Vers des variétés de céréales spécifiques au bio ?

Une partie des difficultés des transformateurs résulte des conditions de culture des champs de blé. Les pratiques culturales actuelles de l’agriculture biologique sont en partie remises en cause car elles posent des problèmes de rendement et de qualité des grains récoltés. Les céréaliers se rendent compte que les techniques simplifiées de travail du sol ne sont pas sans inconvénients. L’enherbement des parcelles est une menace permanente.
Les meuniers comptent sur la recherche agronomique pour mettre au point des variétés de céréales spécifiques à la culture biologique. Les variétés sélectionnées pour la culture intensive ne sont pas adaptées à une production biologique. Les agriculteurs souhaitent disposer de plantes plus résistantes au dérèglement climatique et qui tallent abondement pour occuper au maximum le terrain.

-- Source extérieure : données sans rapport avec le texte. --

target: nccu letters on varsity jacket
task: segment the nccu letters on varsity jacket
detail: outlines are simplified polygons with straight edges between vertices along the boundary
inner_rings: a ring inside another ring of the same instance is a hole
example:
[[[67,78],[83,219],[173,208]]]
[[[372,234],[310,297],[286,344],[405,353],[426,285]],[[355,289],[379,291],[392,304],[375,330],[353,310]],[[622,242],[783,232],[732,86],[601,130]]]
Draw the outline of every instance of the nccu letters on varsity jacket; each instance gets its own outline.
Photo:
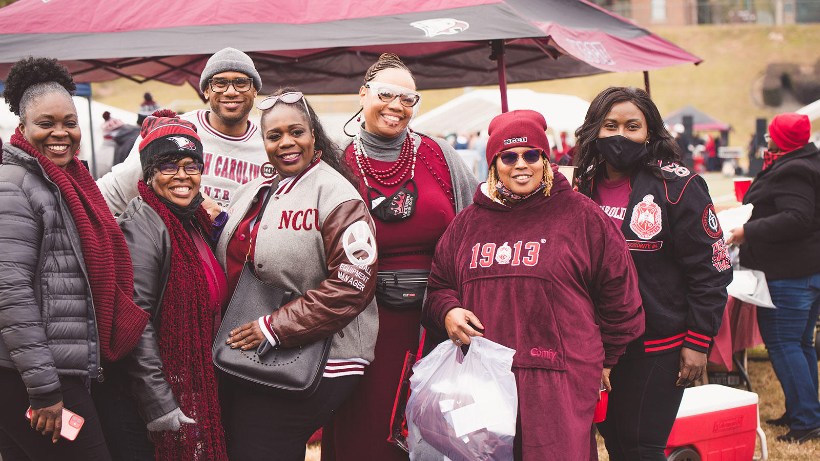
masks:
[[[621,226],[646,311],[646,332],[628,353],[705,353],[723,318],[731,262],[706,181],[672,162],[658,166],[663,180],[641,170],[630,180]]]
[[[299,297],[266,326],[285,347],[340,332],[330,358],[369,363],[378,330],[376,230],[362,197],[329,165],[317,161],[286,181],[258,178],[242,186],[217,244],[220,262],[252,200],[271,182],[252,258],[262,281]]]

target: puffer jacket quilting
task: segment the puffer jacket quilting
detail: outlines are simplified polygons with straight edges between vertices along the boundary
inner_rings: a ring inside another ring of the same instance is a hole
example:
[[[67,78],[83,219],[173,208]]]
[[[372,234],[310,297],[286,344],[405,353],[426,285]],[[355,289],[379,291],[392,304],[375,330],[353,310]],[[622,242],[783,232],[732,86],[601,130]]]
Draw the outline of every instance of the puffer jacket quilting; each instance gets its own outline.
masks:
[[[5,144],[0,165],[0,367],[32,406],[61,399],[58,376],[96,377],[97,331],[80,234],[36,159]]]

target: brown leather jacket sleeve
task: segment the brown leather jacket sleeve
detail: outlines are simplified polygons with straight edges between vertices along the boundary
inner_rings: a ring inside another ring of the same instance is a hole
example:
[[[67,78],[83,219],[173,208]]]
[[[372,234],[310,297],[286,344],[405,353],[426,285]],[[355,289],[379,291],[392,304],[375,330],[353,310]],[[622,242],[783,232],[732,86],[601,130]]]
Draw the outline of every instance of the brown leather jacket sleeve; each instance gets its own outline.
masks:
[[[336,207],[325,219],[321,238],[328,278],[271,316],[273,331],[285,347],[340,331],[376,294],[376,228],[364,203],[349,200]]]

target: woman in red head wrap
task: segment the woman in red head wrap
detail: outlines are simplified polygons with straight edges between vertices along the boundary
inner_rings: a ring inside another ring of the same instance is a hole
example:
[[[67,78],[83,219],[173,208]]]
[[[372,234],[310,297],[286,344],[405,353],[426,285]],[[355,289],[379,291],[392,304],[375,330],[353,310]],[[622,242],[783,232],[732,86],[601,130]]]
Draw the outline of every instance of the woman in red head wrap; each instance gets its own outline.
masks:
[[[754,210],[727,242],[740,245],[741,265],[766,274],[777,308],[758,308],[758,324],[786,396],[786,413],[769,422],[790,427],[779,440],[798,443],[820,437],[812,345],[820,311],[820,152],[810,130],[804,115],[772,119],[763,169],[743,199]]]

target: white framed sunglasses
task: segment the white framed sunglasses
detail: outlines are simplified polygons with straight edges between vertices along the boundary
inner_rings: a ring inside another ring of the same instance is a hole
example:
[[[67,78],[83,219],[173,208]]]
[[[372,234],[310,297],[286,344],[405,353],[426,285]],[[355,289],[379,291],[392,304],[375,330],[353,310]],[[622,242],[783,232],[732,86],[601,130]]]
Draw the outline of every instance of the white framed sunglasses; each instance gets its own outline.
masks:
[[[288,93],[283,93],[276,96],[268,96],[257,103],[257,108],[260,111],[266,111],[280,101],[286,104],[295,104],[302,101],[302,103],[305,105],[305,111],[308,114],[310,113],[310,111],[308,109],[308,103],[305,101],[305,95],[301,91],[289,91]]]
[[[421,100],[421,95],[416,91],[398,84],[371,81],[366,83],[364,86],[378,96],[382,103],[392,103],[395,101],[396,98],[399,98],[399,102],[403,106],[412,107]]]

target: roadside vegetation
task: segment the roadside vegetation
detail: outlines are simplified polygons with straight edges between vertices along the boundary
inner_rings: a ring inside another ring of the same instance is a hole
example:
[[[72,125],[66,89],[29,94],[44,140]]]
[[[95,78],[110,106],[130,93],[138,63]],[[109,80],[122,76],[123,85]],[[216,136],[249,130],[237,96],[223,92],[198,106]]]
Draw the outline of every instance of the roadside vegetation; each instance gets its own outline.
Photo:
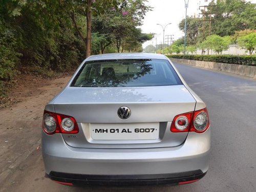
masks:
[[[141,52],[144,0],[0,0],[0,96],[20,73],[73,70],[91,54]]]
[[[209,5],[211,7],[206,9],[204,13],[204,22],[203,18],[187,17],[186,54],[195,54],[197,49],[200,49],[202,55],[210,54],[209,50],[221,55],[230,44],[245,49],[249,55],[254,54],[256,4],[243,0],[217,0],[216,3],[211,2]],[[204,10],[201,12],[203,13]],[[179,25],[180,30],[183,32],[184,26],[184,19]],[[144,51],[166,54],[184,54],[184,37],[173,42],[170,46],[164,45],[163,47],[162,45],[157,45],[156,49],[156,47],[150,45]],[[223,58],[225,61],[228,57],[230,56],[218,58]],[[239,57],[233,57],[238,59]],[[251,59],[253,60],[253,58]]]

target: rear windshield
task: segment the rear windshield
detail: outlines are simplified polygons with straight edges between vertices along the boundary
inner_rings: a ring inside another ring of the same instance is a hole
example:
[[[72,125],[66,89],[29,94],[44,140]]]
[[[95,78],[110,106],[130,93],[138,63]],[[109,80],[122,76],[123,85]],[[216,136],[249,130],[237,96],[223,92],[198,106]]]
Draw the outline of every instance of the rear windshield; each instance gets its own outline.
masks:
[[[145,87],[181,84],[167,60],[118,60],[87,62],[72,87]]]

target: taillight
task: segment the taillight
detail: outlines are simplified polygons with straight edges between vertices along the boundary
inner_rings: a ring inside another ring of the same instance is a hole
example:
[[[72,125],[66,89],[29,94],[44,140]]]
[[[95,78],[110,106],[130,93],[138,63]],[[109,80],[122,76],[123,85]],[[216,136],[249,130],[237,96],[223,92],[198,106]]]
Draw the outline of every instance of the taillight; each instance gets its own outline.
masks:
[[[190,131],[197,133],[204,132],[210,126],[209,116],[206,108],[196,111],[194,113],[193,123]]]
[[[172,122],[172,132],[203,133],[210,125],[206,108],[176,115]]]
[[[56,133],[75,134],[79,132],[74,117],[45,110],[42,125],[44,131],[49,135]]]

L’essor de la filière céréalière biologique va entrainer inévitablement le développement d’autres filières bio dans les régions où les cultures de blé alterneront avec celles de betteraves et de pommes terre bio. Comme pour le blé, toute la logistique des organismes collecteurs, stockeurs et des industriels devra alors être repensée pour produire à l’échelle industrielle des produits transformés bio.